Credo curates its content because it doesn’t enable book-level searching. “So if you’re searching for let’s say the Vietnam War, you’re not going to get results that show [for example] Ian Singer’s history of the Vietnam War. You’ll get specific entries related to the Vietnam War based on relevancy. And so it’s entry-level searching. That’s the fundamental distinction of reference content at its best. … [E]ven within a major reference work on the Vietnam War, there’s going to be various categories,” Singer says. “It enables exploratory search.” The platform is integrated into solutions such as EBSCO Discovery Service (EDS), the Summon Service, and WorldCat Discovery Services to promote libraries’ other purchased content, so researchers can go beyond Credo’s content to see what else the library has to offer.

Additionally, Singer says Credo is working with ILS vendors “to help further promote your library’s overall resources. We’re publisher-agnostic, and we’re also platform-agnostic outside of Credo in terms of discovery. Our intention is to help researchers, through their libraries, find as much relevant information on a particular topic once they’ve begun [their search].”

Information Literacy Instruction

Credo’s reference products facilitate searching, but “it presupposes students know how to that type of research,” says Singer. Years ago, he says one of Credo’s clients asked the company to create instruction materials describing best practices in how to begin research (how to avoid plagiarism and use proper citation methods, etc.). This led to a second facet of Credo’s mission—training students on not just how to use Credo, but also on how to become information literate.  

During the last few years, Credo’s information literacy solution, Literati, has expanded to include custom-branded versions for individual libraries.
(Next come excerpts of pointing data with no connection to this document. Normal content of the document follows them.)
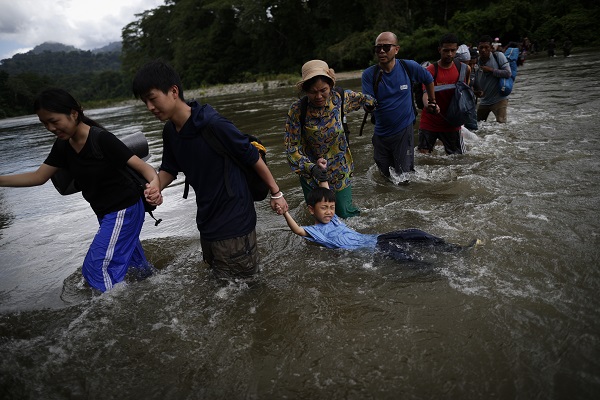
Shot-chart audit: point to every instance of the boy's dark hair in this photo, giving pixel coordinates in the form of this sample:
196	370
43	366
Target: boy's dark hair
449	38
486	39
156	75
320	194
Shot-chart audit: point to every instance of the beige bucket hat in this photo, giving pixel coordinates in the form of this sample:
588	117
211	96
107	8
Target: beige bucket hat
313	68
Additionally, Credo bases the skill sets it covers in its Learning Outcomes Courseware on ACRL’s information literacy framework. The three core skills students need—information literacy, critical thinking, and communication—are Credo’s focus.

“If they have those key skills, they are going to be much more well-prepared to use any resource, not just Credo’s,” says Singer. “Then it’s a complete circle. … If you have those skills, Credo’s application will help you do some research. If you don’t, we’re going to give you those skills—library or university or high school—and now your students are going to have certain elementary and foundational skills to use Credo and other applications.”

Credo’s own research has revealed employers’ concern that potential employees (today’s graduating college students) don’t have those basic skills. Credo’s information literacy initiatives can help solve that problem by giving students “the ability to think critically and apply themselves to a problem in an analytical way, regardless of what field they go into after college.”

Plans for the Future

Credo’s courseware is built on the edX platform, instead of on a proprietary Credo one. “We are not competing on the platform side. In a very short period of time, there’s been a glut of LMS providers popping up and so we wanted to focus on the content,” Singer says. The company is currently assessing “a build versus partner approach”—it doesn’t yet have “a direct integration into toolsets that let students actually create portfolios of content.” Credo’s database offers functionality such as setting up permalinks and instant citations, but Singer wants to make it possible for students to use Credo to build a set of content assets they can present to a professor or to a peer group from within the platform. There are publishing tools in the marketplace that would accomplish this goal, and Credo is currently assessing potential partners. “And if any of those work, we will come out with a minimum viable product within probably by Q2. If those don’t work for us, then what we’re going to do is we’re going to build our own out as we look at what those products are,” he says.


Brandi Scardilli is the editor of NewsBreaks and Information Today.